Statistics. All graphs show mean and 95% CIs unless otherwise indicated. P values less than 0.05 were considered significant. For multiple comparisons, 1-way or 2-way analysis of variance (ANOVA) or nonparametric (Kruskal-Wallis) tests were performed where appropriate. Reported P values were corrected for multiple comparisons (Holm-Šidák, Dunnett’s, or Benjamini-Hochberg correction for ANOVA; Dunn’s correction for Kruskal-Wallis; Benjamini-Hochberg for multiple unpaired t tests). Unpaired, 2-tailed Student’s t tests were used for comparisons made between 2 groups.

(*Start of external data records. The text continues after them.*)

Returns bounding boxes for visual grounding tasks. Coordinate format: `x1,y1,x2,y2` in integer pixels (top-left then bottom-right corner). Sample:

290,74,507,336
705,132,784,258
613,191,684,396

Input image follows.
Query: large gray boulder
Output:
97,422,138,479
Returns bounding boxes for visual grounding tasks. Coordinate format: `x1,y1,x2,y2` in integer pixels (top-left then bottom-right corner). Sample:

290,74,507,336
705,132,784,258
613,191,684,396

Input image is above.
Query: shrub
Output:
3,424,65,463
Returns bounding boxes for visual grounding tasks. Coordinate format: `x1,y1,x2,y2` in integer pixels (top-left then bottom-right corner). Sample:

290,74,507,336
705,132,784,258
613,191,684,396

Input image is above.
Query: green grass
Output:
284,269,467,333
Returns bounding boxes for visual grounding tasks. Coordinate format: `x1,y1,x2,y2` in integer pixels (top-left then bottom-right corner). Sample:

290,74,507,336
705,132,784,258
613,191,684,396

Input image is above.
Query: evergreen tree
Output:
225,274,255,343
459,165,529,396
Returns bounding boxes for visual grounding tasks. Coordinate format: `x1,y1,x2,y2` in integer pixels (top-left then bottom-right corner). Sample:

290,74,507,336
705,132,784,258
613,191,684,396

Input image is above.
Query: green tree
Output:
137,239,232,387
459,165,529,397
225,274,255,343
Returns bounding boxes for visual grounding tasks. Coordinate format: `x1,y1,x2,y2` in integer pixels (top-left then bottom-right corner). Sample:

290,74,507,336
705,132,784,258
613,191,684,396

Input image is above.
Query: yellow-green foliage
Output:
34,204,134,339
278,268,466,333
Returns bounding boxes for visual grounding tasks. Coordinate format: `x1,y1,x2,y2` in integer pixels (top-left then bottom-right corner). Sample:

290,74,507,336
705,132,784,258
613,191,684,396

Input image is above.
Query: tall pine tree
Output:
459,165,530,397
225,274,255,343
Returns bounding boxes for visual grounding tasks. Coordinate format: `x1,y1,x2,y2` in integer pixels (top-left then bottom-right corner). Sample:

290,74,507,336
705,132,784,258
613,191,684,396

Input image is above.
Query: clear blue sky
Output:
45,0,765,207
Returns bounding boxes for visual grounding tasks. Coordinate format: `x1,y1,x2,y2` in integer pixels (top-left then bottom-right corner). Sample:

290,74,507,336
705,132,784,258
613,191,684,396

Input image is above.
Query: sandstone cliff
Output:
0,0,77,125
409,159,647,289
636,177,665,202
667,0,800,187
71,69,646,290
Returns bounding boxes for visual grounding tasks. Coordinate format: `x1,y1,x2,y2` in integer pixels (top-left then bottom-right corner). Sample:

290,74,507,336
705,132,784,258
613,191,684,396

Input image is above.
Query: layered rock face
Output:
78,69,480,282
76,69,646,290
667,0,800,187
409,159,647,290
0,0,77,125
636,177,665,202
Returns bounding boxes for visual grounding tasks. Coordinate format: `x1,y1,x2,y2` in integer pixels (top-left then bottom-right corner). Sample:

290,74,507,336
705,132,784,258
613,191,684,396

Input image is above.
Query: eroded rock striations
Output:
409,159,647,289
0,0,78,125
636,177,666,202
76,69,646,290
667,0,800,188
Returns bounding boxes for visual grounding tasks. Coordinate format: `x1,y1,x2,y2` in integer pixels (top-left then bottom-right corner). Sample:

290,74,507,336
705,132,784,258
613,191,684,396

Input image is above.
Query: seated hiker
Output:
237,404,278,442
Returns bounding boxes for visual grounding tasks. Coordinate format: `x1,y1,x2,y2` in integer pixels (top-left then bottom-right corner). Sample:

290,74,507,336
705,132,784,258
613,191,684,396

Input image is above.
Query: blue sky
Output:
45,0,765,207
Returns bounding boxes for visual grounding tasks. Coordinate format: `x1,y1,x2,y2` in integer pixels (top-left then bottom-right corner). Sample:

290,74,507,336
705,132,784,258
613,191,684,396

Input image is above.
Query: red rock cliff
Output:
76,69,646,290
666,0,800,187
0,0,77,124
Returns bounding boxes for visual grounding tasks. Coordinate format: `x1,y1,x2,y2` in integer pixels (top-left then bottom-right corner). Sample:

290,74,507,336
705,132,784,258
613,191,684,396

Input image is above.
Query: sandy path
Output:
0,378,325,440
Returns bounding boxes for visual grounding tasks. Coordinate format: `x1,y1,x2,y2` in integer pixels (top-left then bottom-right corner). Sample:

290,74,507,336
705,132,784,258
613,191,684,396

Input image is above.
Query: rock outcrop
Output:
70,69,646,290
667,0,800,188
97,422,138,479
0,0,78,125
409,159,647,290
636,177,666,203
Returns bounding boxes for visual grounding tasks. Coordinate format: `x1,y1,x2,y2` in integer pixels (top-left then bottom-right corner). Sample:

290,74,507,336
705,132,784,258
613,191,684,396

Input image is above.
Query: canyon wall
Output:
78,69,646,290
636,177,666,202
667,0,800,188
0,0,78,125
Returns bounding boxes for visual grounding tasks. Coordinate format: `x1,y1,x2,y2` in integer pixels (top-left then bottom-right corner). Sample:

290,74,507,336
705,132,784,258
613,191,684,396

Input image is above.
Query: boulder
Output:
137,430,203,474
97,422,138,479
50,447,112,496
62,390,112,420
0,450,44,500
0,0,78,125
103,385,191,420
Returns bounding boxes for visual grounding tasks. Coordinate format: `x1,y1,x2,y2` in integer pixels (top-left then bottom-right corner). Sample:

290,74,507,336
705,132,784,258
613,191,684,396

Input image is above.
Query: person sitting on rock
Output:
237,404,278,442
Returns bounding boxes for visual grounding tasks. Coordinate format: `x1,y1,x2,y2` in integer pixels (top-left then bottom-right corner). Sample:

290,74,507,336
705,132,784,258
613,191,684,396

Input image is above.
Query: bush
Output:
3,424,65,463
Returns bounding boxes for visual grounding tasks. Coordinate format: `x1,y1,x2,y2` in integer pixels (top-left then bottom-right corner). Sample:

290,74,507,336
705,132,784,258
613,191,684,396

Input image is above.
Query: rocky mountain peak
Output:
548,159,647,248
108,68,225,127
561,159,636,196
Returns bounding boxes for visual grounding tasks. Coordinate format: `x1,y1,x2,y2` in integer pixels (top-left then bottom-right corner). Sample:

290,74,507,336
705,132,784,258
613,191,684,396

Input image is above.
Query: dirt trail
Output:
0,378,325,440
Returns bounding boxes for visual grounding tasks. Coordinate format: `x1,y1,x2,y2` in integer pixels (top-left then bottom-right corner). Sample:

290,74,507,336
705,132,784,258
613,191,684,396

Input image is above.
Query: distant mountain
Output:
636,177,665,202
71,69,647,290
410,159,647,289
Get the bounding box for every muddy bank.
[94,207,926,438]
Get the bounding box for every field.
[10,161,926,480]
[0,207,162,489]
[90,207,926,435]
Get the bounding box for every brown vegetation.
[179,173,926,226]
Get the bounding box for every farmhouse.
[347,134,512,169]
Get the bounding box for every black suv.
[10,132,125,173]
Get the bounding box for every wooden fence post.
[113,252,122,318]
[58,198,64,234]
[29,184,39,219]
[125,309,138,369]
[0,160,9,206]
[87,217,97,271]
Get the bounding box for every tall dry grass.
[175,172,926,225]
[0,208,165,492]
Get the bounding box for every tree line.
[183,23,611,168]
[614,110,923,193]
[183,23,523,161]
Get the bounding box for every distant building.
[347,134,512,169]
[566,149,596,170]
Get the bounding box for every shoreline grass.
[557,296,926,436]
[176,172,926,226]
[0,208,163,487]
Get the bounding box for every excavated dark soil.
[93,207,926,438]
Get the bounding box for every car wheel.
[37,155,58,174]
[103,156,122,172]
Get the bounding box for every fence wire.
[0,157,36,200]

Study approval. All animal experiments were approved by the Mayo Clinic institutional animal care and use committee in accordance with the NIH Guide for the Care and Use of Laboratory Animals (National Academies Press, 2011). Study approval for human tissues was granted by the Mayo Clinic institutional review board (IRB 18-008128).

Data availability. All data are available in the main text or the supplemental material. Individual data points for each figure are available in the Supporting Data Values.xls file. MIAME-compliant microarray data are deposited with the NCBI Gene Expression Omnibus under accession number GSE241781. Please contact the author for any further material or data requests.